Canadian active managers struggled in 2017: SPIVA

Yield-focused active strategies did well last year

The majority of active managers failed to outperform their respective benchmarks in 2017, with the exception of Canada dividend and income equity funds, according to the 2107 year-end S&P Indices Versus Active Funds (SPIVA) Canada Scorecard.

Specifically, although broad market indices had a slow start in the first six months of the year, the indices posted high single-digit gains in 2017, with the S&P/TSX Composite and the S&P/TSX 60 returning 9.10% and 9.78%, respectively. The majority of the returns occurred in the second half of the year.

The bulk of active managers investing in domestic equity underperformed the benchmark, with only 6.78% of Canadian equity funds outperforming the S&P/TSX composite over the one-year period, according to the report.

However, yield-focused active strategies did well in 2017. Within the Canadian dividend and income equity category, 57.89% of funds outperformed their respective benchmarks over the one-year period. That said, over the 10-year period, no funds were able to outpace the S&P/TSX Canadian dividend aristocrats.

The one-year data also demonstrated unfavourable results for actively managed funds in the Canadian small-/mid-cap dquity category. Managers were not able to keep pace with the 7.05% return of the S&P/TSX completion index, which resulted in only 6.45% of managers outperforming the benchmark. Furthermore, on an asset-weighted basis, these funds had a one-year return of 2.40%, which represents a 4.64% shortfall from the index.

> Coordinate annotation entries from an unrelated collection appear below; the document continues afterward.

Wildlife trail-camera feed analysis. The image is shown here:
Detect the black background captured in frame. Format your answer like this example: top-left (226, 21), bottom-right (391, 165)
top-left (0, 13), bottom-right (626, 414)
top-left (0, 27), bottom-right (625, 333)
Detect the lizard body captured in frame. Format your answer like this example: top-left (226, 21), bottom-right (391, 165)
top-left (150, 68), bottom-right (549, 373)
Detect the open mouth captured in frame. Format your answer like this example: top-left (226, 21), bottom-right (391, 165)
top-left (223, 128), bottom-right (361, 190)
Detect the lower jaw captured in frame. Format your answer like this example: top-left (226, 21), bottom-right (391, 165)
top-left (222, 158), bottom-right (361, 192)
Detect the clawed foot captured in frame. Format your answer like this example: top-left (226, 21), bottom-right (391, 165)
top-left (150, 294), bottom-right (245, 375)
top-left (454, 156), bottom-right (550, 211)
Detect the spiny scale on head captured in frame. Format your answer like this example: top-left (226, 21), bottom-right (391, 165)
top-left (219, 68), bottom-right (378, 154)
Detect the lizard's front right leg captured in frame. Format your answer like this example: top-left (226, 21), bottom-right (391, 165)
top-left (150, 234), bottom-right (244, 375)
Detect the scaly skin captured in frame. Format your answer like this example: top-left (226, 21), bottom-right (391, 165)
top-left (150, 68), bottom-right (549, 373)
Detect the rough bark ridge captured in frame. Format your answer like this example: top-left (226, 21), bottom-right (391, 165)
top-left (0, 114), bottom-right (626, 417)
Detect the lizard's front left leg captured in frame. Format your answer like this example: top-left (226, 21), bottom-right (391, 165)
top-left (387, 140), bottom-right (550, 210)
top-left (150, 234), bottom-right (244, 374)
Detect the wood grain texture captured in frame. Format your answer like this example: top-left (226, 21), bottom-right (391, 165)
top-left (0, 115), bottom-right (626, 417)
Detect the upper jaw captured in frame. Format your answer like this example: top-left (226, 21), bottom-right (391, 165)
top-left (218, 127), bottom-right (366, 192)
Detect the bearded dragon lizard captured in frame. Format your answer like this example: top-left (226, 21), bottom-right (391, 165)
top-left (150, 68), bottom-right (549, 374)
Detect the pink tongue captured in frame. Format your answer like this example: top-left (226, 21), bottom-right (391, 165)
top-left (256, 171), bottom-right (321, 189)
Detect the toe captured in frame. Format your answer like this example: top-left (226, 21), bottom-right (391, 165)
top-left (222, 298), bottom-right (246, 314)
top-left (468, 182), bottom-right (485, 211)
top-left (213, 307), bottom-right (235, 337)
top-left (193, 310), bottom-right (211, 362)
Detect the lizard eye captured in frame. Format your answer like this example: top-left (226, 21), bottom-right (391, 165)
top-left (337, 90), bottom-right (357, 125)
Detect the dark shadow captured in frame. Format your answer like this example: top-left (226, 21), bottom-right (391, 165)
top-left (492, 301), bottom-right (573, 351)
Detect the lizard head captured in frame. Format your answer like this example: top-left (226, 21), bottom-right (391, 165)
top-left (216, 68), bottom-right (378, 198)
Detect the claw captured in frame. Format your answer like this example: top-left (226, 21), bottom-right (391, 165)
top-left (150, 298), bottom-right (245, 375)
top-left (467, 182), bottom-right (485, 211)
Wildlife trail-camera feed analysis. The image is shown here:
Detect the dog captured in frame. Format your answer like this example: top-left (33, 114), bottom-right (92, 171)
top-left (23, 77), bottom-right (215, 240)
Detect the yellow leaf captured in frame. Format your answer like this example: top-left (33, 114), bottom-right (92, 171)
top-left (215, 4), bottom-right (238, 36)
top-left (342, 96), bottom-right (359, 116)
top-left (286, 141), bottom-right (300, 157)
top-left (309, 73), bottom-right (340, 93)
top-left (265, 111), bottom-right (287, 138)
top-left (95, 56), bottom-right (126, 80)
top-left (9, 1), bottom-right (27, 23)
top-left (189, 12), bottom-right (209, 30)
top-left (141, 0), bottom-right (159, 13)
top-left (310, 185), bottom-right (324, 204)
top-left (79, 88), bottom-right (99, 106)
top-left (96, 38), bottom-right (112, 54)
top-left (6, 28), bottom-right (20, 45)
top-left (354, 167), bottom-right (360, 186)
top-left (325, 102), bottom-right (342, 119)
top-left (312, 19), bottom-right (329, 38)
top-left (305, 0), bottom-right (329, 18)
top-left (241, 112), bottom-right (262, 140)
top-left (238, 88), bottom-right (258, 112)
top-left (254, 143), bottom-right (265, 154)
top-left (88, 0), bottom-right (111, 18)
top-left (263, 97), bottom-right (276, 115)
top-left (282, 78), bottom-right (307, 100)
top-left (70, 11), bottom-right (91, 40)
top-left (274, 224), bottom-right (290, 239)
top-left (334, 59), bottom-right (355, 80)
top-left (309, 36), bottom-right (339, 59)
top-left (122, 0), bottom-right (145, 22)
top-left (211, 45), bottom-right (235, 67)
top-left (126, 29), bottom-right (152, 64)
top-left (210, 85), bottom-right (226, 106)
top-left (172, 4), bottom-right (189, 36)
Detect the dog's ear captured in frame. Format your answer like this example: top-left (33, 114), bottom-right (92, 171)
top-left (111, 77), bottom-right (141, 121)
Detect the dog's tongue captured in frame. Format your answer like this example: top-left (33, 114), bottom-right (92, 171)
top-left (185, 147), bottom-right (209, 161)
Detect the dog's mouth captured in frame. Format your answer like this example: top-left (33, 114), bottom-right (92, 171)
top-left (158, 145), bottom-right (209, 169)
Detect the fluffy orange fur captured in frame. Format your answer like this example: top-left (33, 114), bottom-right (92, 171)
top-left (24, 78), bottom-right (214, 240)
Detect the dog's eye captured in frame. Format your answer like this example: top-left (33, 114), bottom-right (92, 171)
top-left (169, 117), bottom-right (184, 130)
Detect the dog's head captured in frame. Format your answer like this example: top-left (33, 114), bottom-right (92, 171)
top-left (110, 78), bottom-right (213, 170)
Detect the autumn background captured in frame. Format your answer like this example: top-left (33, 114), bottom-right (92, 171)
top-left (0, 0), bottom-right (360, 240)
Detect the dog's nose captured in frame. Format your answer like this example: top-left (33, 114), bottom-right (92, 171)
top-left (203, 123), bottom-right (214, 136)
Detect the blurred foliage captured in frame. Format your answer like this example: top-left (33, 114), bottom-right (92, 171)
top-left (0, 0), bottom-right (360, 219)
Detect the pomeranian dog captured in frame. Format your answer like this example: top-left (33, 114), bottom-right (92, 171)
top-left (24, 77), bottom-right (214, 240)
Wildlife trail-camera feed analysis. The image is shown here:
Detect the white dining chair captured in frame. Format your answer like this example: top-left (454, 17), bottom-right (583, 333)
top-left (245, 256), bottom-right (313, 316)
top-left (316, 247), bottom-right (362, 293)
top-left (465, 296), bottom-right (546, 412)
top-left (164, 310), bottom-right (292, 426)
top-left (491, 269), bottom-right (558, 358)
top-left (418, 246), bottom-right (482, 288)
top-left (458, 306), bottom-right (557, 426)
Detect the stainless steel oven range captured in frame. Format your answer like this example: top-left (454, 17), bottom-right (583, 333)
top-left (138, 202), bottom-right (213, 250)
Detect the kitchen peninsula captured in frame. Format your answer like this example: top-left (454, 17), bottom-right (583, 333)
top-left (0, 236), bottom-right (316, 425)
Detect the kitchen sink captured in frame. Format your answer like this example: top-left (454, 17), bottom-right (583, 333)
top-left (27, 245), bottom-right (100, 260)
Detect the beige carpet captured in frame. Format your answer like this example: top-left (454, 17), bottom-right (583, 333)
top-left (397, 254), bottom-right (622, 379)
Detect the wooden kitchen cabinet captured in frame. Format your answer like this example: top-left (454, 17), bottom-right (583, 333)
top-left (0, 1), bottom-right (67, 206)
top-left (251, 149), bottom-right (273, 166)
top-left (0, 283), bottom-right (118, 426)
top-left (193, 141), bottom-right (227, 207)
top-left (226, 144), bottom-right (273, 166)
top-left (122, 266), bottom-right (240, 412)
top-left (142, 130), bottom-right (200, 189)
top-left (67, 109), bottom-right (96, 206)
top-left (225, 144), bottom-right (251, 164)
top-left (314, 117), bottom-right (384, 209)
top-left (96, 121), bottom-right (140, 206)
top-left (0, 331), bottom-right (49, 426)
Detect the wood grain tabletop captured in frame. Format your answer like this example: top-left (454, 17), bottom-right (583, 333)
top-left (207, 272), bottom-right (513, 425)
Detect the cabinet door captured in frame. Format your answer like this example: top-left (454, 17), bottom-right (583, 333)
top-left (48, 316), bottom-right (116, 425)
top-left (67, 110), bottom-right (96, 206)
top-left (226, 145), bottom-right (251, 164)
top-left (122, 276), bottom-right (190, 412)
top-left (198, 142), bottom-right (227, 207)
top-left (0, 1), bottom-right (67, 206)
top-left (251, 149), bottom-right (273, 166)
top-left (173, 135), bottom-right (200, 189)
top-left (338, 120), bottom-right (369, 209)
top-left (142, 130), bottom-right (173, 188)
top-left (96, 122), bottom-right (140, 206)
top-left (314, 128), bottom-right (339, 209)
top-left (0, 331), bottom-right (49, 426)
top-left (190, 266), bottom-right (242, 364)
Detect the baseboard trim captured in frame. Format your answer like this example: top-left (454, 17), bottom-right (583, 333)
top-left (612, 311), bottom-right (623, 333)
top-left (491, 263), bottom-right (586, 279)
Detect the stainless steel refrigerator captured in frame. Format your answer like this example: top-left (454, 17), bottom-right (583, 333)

Over the same period, Canadian focused equity managers continued to be among the worst performers. Only 4.84% managed to outperform the blended index, which allocates 50% of its weight to the S&P/TSX composite, 25% of its weight to the S&P 500, and 25% of its weight to the S&P EPAC large-midcap index.

Over the long-term, the results were unambiguous across all domestic equity categories. The data for the five-year period showed the losing pattern repeating across all categories, as the majority of active managers underperformed their respective benchmarks.

The 10-year period showed further struggles for active managers, the report says, with less than one-quarter of funds outperforming.